Starting in the Wrong Place

They say that you ought to start with character. Know your protagonist; know how they eat breakfast, know their hopes and fears; then make bad things happen to them. Make their worst nightmares come true.

Excellent advice. Except that I've realised that I never work like that. I've always found those "get to know your character" exercises artificial and mystifying. I feel as if I'm inventing stuff for the sake of it. Those characters, assembled from desires and needs and physical quirks, feel as if they're put together like robots, and like robots, they never really come alive. (This is just me, I hasten to say, I'm sure this approach does work for lots of writers.)

I've realised that where I start, almost invariably, is with a place.

I wrote pages of notes about Tremaris before I knew anything about Calwyn or Darrow or Samis or Halasaa. Calwyn and Darrow appeared in my head as figures in the scenery. I saw the Art Deco architecture of Eloise's abandoned house in Cicada Summer, long before I knew anything about Eloise's history. And Crow Country grew out of a determination to write a fantasy set in the Australian landscape; I had at least three separate plots and sets of characters before the story settled in its current form.

And now I'm wrestling with the New Guinea book. All I've known for certain about it for the past year or so is where it's set - in the Highlands of PNG, in the last days before Independence, in the weird cocooned expatriate society that existed in the 1970s.

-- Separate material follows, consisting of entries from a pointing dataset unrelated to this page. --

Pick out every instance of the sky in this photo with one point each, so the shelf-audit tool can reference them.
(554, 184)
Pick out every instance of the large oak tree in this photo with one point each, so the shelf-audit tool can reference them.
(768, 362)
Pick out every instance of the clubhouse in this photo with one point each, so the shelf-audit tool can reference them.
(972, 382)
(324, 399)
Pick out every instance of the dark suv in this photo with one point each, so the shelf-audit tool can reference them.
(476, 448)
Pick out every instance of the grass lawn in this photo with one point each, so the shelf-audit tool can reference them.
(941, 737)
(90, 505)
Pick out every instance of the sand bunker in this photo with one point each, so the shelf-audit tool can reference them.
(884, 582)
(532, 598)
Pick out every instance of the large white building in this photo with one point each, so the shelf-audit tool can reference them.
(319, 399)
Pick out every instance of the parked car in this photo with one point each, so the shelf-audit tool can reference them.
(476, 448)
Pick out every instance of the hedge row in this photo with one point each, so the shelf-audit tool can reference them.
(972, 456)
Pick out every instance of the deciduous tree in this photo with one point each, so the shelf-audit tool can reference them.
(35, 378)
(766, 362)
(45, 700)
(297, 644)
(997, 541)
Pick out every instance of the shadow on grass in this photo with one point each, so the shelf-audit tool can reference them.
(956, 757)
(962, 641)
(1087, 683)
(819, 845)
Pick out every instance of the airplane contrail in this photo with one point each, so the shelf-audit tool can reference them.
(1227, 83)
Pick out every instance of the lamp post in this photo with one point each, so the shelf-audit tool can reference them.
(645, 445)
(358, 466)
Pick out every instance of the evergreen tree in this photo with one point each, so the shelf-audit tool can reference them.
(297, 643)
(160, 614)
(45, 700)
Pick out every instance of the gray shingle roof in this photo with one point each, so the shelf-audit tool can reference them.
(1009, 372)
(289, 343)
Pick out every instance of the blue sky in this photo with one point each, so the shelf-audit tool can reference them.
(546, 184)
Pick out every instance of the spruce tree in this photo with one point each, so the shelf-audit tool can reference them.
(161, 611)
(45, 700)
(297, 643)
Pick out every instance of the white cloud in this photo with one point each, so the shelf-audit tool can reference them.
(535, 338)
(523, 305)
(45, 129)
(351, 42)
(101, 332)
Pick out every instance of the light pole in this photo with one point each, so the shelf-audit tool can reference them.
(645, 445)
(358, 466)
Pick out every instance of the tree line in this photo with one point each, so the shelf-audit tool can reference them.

I've had three characters dancing around each other, but I couldn't bring them into focus. Their personalities, their hopes and fears, were all blurry to me, I couldn't quite make them gel in relation to each other, their conversations and interactions didn't quite work. Was my girl protag too angry? Was my older male protag too breezy, my younger one too shy? I swapped their personalities, reinvented them, threw them away, changed their genders and their names (names matter!), resurrected them in altered form.

And now, at last, I think I can see Julie and Simon and Andy clearly. I can hear their voices. I'm digging out scenes I wrote six months ago and thinking, that's not too bad. If I tweak this piece of dialogue... if I change the voice a little... I can still use this stuff.

And who makes these rules, anyway?

1 comment:

  1. I think the whole 'know what your character ate for breakfast' thing is a myth, and not particularly helpful, unless what your character ate for breakfast is important to the story. However, as you write each scene, it is important to know what your character has just been doing, and what they're about to do next. This advice comes courtesy of Kalindra Ashton.